また、400種以上もの成分が含まれるため、それぞれの効能をあわせると、万病に効くというのも大げさではないのです。

ショウガには、さまざまな成分が含まれているため、体を温める反面、発熱時には解熱作用も発揮しますし、高血圧にも低血圧にも効く、というように相反する効能が備わっている点でも、すぐれた食材なのです。

ショウガの医者いらずの素

「ショウガなしに漢方は成り立たない」といわれるように、医療用漢方薬の実に70%以上にショウガが使われています
また、「ginger」には、「ショウガ」のほか「意気、軒昂」の意味もありショウガの薬効は洋の東西を問わず世界的に認められていることがわかります。

ショウガに含まれる薬効成分の一部を紹介すると、利尿作用のあるアスパラギン、インフルエンザウイルスから体を守るシメン、肝臓病を治療するデヒドロジンゲジオン、さらに、筋肉を弛緩しコリをほぐすセサミン、強心作用や解熱作用のあるジンゲロール、血圧を下げるジンゲロン、鎮痛・解熱・鎮静作用のショウガオールなど。
これでもまだほんの一部に過ぎないのです。
免疫力をアップする栄養素としては、ビタミンCが含まれていますが、ジンゲロール、ジンゲロン、ショウガオールなどあらゆる薬効成分も加えた総合作用により、免疫を強化するのがショウガといえます。

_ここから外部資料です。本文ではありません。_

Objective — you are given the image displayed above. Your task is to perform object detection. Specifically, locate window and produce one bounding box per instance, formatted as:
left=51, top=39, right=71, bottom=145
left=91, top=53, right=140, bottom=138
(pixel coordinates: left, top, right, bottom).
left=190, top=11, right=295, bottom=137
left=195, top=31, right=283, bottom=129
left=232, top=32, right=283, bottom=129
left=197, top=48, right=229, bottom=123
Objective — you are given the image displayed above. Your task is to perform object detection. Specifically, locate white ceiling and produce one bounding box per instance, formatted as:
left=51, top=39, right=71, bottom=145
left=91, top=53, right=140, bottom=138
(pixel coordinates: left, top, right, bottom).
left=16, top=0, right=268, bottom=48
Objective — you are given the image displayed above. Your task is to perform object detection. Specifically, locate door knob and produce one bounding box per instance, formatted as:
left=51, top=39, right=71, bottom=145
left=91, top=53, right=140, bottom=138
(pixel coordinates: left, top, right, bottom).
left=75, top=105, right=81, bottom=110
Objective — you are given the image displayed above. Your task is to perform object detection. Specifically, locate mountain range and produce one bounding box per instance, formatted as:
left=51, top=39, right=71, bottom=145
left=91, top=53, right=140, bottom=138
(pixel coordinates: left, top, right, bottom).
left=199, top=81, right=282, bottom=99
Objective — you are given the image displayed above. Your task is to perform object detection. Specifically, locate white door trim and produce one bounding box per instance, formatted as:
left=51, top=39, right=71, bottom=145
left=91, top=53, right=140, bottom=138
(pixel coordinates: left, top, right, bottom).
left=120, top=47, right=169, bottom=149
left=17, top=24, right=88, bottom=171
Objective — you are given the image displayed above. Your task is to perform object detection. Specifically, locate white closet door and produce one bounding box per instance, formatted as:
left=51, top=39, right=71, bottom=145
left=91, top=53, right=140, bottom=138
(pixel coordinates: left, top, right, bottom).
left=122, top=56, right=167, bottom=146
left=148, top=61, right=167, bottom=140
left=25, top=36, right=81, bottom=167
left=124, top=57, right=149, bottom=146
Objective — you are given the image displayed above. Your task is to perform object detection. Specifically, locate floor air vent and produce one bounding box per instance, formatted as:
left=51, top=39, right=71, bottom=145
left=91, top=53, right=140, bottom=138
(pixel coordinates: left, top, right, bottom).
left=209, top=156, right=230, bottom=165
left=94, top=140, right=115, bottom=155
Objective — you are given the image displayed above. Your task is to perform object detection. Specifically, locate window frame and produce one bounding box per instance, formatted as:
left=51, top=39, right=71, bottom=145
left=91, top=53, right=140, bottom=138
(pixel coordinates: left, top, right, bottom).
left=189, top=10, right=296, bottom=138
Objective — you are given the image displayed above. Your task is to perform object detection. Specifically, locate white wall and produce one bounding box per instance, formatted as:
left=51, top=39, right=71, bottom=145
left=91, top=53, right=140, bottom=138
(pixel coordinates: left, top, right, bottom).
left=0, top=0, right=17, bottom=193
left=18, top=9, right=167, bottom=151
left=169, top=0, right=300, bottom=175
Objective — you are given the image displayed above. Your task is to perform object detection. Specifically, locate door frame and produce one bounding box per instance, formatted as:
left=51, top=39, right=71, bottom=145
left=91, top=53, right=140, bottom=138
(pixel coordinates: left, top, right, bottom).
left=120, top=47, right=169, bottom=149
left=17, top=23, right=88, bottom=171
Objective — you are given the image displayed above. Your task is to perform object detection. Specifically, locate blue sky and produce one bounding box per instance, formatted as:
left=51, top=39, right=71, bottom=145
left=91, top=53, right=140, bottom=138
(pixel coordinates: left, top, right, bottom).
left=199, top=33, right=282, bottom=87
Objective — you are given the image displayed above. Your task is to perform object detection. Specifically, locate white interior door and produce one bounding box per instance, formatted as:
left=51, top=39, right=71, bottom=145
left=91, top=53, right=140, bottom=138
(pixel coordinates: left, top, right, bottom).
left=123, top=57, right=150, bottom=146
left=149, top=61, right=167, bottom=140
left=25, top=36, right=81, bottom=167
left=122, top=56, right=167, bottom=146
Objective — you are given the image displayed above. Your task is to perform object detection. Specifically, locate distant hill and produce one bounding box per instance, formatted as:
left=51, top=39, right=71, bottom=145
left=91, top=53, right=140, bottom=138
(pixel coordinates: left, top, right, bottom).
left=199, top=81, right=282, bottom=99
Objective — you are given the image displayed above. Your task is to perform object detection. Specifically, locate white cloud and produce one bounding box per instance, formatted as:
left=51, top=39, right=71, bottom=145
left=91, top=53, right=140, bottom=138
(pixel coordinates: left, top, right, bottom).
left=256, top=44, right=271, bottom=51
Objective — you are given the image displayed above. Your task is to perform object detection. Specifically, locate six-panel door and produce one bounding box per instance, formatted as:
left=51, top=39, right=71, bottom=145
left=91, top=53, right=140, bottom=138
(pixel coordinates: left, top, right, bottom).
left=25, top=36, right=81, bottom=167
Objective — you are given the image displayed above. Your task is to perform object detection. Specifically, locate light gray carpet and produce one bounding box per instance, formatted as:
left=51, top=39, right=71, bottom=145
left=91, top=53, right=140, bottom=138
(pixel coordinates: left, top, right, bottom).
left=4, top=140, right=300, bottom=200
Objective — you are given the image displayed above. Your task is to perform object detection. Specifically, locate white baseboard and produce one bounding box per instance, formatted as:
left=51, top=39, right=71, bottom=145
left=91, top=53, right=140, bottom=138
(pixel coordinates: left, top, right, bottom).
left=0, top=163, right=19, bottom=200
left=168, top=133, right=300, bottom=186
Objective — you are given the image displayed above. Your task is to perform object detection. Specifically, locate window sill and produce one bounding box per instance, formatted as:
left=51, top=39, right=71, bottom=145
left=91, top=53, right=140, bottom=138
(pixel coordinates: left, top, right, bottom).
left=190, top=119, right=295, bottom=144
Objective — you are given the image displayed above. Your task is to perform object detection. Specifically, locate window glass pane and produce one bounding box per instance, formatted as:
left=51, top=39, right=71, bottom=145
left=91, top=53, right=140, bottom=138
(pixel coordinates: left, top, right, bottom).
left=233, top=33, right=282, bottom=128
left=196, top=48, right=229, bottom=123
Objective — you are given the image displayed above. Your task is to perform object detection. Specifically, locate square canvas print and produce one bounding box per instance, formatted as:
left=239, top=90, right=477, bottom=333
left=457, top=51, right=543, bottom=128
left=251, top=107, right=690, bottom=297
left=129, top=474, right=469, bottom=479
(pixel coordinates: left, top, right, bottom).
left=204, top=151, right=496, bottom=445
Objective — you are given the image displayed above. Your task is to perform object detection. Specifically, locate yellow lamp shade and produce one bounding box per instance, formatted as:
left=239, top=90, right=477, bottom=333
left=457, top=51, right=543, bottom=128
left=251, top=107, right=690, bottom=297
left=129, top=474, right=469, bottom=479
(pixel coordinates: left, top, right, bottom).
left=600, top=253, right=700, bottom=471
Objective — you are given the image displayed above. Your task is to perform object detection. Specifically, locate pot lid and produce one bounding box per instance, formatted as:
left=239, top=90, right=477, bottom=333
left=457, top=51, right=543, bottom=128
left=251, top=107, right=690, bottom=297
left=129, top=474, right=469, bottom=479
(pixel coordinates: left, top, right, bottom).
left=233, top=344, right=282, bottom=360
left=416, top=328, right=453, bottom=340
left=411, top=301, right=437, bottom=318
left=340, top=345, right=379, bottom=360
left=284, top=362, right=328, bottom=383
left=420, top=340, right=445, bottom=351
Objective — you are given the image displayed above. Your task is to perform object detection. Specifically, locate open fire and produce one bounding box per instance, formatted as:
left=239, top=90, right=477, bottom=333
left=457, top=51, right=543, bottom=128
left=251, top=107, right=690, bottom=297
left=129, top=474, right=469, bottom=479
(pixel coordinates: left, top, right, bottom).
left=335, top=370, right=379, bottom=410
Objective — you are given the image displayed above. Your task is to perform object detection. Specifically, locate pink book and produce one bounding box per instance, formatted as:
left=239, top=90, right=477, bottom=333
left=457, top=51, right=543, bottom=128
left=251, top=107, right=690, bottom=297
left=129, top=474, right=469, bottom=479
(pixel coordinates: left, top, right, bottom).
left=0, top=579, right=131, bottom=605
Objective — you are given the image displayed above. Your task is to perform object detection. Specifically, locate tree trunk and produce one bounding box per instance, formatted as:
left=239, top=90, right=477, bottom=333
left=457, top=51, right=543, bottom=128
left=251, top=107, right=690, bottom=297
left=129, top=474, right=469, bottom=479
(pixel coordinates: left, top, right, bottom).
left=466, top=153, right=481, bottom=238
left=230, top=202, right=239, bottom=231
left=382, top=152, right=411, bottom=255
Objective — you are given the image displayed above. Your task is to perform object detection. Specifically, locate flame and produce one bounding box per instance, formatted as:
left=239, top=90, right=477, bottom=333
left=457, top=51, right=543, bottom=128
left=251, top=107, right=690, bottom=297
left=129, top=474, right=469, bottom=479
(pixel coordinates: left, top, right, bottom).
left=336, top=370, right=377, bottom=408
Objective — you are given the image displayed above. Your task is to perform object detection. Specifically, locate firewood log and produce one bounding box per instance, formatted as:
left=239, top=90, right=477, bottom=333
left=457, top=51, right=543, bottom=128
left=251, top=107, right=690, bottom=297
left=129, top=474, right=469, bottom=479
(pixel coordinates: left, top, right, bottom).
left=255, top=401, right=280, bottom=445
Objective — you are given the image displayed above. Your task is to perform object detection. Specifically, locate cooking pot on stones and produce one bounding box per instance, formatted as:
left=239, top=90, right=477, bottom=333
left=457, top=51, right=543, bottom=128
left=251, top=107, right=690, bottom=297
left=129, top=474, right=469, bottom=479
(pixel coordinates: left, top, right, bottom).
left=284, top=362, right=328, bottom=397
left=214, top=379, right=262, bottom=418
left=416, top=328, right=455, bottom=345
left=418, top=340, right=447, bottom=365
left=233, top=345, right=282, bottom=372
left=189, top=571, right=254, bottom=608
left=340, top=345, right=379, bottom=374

痛みが早い青魚の刺身の薬味や、寿司の箸休めとして添えられるショウガには、強力な殺菌作用もあります。

食べ方のポイント

すりおろすなら、香り成分やビタミンCが失われないよう食べる直前に。
カリウムが豊富なそら豆、キュウリ、のりなどと一緒に食べると、むくみ取りや便秘解消も。
牛肉や鶏肉との食べ合わせは、疲労回復効果があります。